On the cons list, only one item persisted: there are very few actors who have managed to shake off the second skin that is the persona of their soap character. Would Lesley Udwin, in the future, be subsumed by the character of the barmaid Joy Slater? The more I have got to know the content of Eldorado, and the breadth of vision of its creators and producers, the more this fear has receded.
Eldorado has not been conceived as any ordinary, formula- based soap; it is adventurous and bold, and complex in its view of the people who inhabit its world. The character I play is multi-faceted, to the point of embracing contradictions in an exhilarating way.
Her motto is: 'To hell with men, who needs 'em?' - yet she longs for one. She is liberated and self-sufficient but at the same time, she is dependent and conventional in her view of relationships; strong yet vulnerable; sometimes raucous, sometimes stylishly controlled.

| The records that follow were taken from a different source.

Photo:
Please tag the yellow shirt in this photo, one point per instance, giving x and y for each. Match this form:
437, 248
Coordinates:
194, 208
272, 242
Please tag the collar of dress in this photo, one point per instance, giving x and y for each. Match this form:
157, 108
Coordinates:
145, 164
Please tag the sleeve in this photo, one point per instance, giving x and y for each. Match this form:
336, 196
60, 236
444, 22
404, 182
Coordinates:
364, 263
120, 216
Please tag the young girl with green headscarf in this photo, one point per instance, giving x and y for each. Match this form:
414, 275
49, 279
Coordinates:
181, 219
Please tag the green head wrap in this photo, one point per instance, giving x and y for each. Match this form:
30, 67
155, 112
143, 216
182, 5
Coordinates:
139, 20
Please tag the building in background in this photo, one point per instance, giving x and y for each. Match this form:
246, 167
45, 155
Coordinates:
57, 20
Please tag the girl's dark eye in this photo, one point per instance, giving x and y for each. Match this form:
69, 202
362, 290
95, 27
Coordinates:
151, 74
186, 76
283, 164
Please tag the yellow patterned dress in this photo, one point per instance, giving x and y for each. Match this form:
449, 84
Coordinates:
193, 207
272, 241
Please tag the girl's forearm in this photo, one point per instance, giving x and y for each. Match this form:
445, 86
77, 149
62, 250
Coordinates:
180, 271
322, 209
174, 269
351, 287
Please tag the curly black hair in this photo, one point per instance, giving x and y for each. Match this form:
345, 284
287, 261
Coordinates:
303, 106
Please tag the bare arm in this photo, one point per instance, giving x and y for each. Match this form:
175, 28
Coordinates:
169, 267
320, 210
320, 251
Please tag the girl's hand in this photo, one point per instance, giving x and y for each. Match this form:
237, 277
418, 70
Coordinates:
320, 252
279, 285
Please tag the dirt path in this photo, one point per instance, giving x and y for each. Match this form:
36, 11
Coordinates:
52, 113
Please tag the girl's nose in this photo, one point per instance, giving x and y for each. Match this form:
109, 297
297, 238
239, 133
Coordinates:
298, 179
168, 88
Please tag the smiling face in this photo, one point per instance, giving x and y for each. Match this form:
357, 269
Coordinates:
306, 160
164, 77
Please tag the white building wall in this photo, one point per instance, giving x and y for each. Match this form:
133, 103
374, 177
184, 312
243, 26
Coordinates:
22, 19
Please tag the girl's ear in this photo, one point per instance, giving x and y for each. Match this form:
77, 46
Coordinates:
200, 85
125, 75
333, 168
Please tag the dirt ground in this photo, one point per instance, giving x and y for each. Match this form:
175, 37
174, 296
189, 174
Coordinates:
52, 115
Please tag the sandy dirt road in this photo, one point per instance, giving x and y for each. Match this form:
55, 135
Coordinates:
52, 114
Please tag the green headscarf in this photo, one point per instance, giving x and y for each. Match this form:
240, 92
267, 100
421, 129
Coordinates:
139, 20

Like most of my female friends, in fact, she is a real, rich character who can't be glibly delineated. If her persona were to stick to me, it wouldn't be all that dreadful - I like her enormously.
So I set off in April on this adventure, with my car, fax machine, word processor and paperwork for all the projects I am developing in my spare time here.
What friends failed to warn me of was quite how fluid language becomes when you're shooting a soap on the Costa del Sol. Phrases such as 'protecting yourself from the Sun' have taken on a whole new meaning.
The only campaigning I've done here so far has been on behalf of crew members, for bacon butties and Mars Bars in the Spanish on-set restaurant.
I feel alive here, and hot, and optimistic - and hope that those of you who saw the first episode will have smelt the potential that I am confident Eldorado will deliver.